Lo sostiene in una dichiarazione Maria Grazia Caligaris dell’associazione “Socialismo Diritti Riforme”, evidenziando che “alle problematiche relazioni con l’assistente sociale di Viterbo si sono aggiunte quelle con le operatrici della struttura dove avvengono i colloqui”. 

“La vicenda – osserva Caligaris – sta assumendo risvolti fortemente negativi per la bambina che è costretta a vivere la relazione con la giovane madre in un clima di ansia per la costante presenza di ‘estranei’ che rischiano di limitare la libertà di espressione e sembrano contraddire il principio di preservare le relazioni familiari sancito dalla Convenzione sui Diritti del Fanciullo. La madre effettua colloqui protetti con la figlia perché il Tribunale aveva ritenuto che la donna, essendosi rifiutata di separarsi dalla piccola quando aveva 2 anni, potesse riportarla in Sardegna. Alla giovane mamma però non è stata mai sospesa la potestà genitoriale e quindi non c’è ragione di applicare un così severo controllo”. 

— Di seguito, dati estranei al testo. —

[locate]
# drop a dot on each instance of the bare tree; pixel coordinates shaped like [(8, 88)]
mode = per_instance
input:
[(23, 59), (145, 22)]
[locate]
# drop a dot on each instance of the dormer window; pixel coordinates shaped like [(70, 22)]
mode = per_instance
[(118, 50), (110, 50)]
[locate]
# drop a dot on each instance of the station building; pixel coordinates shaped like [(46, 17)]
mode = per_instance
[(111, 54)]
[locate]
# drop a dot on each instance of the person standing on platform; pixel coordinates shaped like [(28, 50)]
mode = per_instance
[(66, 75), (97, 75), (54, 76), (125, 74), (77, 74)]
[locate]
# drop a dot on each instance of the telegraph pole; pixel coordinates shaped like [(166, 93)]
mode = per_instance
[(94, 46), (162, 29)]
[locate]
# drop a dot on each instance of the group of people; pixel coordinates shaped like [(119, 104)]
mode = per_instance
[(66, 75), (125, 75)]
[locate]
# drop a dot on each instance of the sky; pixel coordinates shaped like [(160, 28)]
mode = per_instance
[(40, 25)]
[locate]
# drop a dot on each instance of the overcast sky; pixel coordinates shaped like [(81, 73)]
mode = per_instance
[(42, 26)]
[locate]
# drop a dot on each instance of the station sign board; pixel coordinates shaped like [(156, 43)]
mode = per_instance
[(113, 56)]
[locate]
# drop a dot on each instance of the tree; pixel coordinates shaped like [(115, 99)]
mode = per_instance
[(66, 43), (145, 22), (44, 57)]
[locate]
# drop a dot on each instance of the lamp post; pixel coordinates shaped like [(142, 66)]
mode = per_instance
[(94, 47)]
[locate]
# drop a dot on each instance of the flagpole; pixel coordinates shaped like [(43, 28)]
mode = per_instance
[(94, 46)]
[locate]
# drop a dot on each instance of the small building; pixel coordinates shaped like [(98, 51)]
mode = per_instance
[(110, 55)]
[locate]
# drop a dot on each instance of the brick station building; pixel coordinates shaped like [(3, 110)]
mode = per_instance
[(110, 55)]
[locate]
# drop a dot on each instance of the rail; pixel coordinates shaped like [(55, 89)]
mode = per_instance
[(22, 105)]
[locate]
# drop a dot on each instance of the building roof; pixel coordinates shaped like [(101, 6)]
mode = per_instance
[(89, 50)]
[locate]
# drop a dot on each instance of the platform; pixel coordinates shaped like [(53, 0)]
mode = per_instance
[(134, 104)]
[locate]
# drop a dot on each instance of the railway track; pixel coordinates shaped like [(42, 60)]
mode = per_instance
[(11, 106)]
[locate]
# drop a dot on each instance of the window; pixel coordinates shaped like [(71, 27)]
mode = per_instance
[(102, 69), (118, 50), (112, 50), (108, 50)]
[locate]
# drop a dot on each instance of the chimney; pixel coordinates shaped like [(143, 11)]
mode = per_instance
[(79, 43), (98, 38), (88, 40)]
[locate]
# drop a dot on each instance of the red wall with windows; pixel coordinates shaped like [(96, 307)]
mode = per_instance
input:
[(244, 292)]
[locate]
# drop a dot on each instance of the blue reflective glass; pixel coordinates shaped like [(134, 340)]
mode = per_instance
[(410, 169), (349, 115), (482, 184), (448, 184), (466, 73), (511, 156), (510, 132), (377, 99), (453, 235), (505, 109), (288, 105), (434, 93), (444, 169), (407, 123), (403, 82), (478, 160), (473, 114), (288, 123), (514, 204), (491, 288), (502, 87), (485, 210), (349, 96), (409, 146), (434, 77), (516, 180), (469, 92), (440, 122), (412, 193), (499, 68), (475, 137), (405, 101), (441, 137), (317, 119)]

“Nella storia di questa bambina – si legge ancora nella nota di SDR – si osservano ancora comportamenti che appaiono come arbitrarie interferenze nella sua vita privata laddove invece si dovrebbero salvaguardare i suoi bisogni affettivi per uno sviluppo emotivamente equilibrato. Sembra infine delinearsi una forma di discriminazione per cui all’assegnatario è tutto concesso mentre alla madre, che peraltro vive in Sardegna, la continuità della relazione è sempre irta di problemi. Occorre altresì osservare – conclude Caligaris – che la bambina non gode neppure delle relazioni affettive con i nonni e gli zii materni che avrebbero bisogno di aiuti appropriati e particolari condizioni per poter mantenere un rapporto continuativo con la piccola. L’idea potrebbe essere anche quella di far trascorrere un periodo di tempo in Sardegna, assegnando temporaneamente (per almeno 2/3 mesi) la bambina ai nonni materni in modo che sia il padre a varcare il Tirreno. Ciò garantirebbe alla piccola un’occasione speciale per conoscere le radici culturali e formare la propria identità in modo più completo”.